Bosch’ Tuin der Lusten-drieluik (waarschijnlijk geschilderd in opdracht van graaf Engelbrecht II van Nassau) herinnert de kijker aan wandtapijten met hoofse en amoureuze onderwerpen waarbij edelmannen en -vrouwen zich in tuinen bevinden, die geproduceerd werden voor leden van het Bourgondische hof. In de kringen van dit Bourgondische hof gaven deze wandtapijten aanleiding tot hoofse conversaties (discussies over het kunstwerk en zijn betekenis), maar ook tot niet-verbale vormen van communicatie, zoals spelletjes, dansen, rituele gebaren enzovoort. De grote figuren op het voorplan van het middenpaneel van de Tuin zijn verwikkeld in precies zulke vormen van verbale en niet-verbale communicatie, en de overdadige consumptie van allerhande fruit is een ander kenmerk dat gedeeld wordt met de wandtapijten.
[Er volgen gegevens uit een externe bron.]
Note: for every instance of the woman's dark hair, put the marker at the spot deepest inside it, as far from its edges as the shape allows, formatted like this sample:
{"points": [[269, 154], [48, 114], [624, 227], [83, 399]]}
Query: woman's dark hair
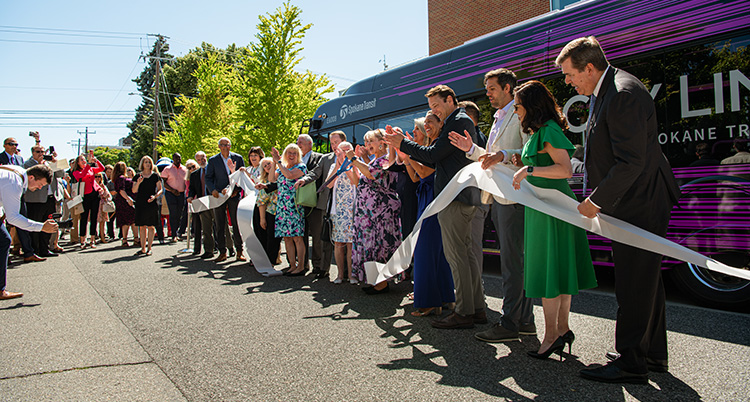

Andere details van Bosch’ schilderij kunnen geassocieerd worden met andere aspecten van de Bourgondische cultuur, zoals het entertainmentpark in Hesdin, het Feest van de Fazant (1454) en manuscripten van de Roman de la Rose (één hiervan werd besteld door Engelbrecht II van Nassau).

 

De Roman de la Rose is een droomvisioen en een droomachtige atmosfeer lijkt ook over de binnenpanelen van de Tuin te hangen. Het resultaat hiervan is dat de details van deze fantasiewereld en de handelingen van zijn bewoners open staan voor velerhande interpretaties en associaties. Veel van de ‘wonderlijkheden’ op de binnenpanelen lijken buiten de natuurlijke orde van Gods schepping te vallen, en sommige vormen die op de buitenluiken te zien zijn, keren terug op de binnenpanelen. Zijn de overmaatse zaaddozen, botten, doornen, gebarsten en doorboorde vruchtschillen in de Tuin signalen van een ondermijnende kracht (namelijk de duivel), waarvoor de bewoners van deze tuin blind zijn ten gevolge van een bedrieglijke droomtoestand, veroorzaakt door diezelfde kracht? De laatste zin van deze catalogusbijdrage luidt: Conversation to be continued (de discussie wordt vervolgd).

 

De lezers die Falkenburgs monografie over de Tuin (zie Falkenburg 2011, zelf ook niet bepaald vakantielectuur) niet gelezen hebben, zullen deze bijdrage waarschijnlijk enigszins verwarrend vinden.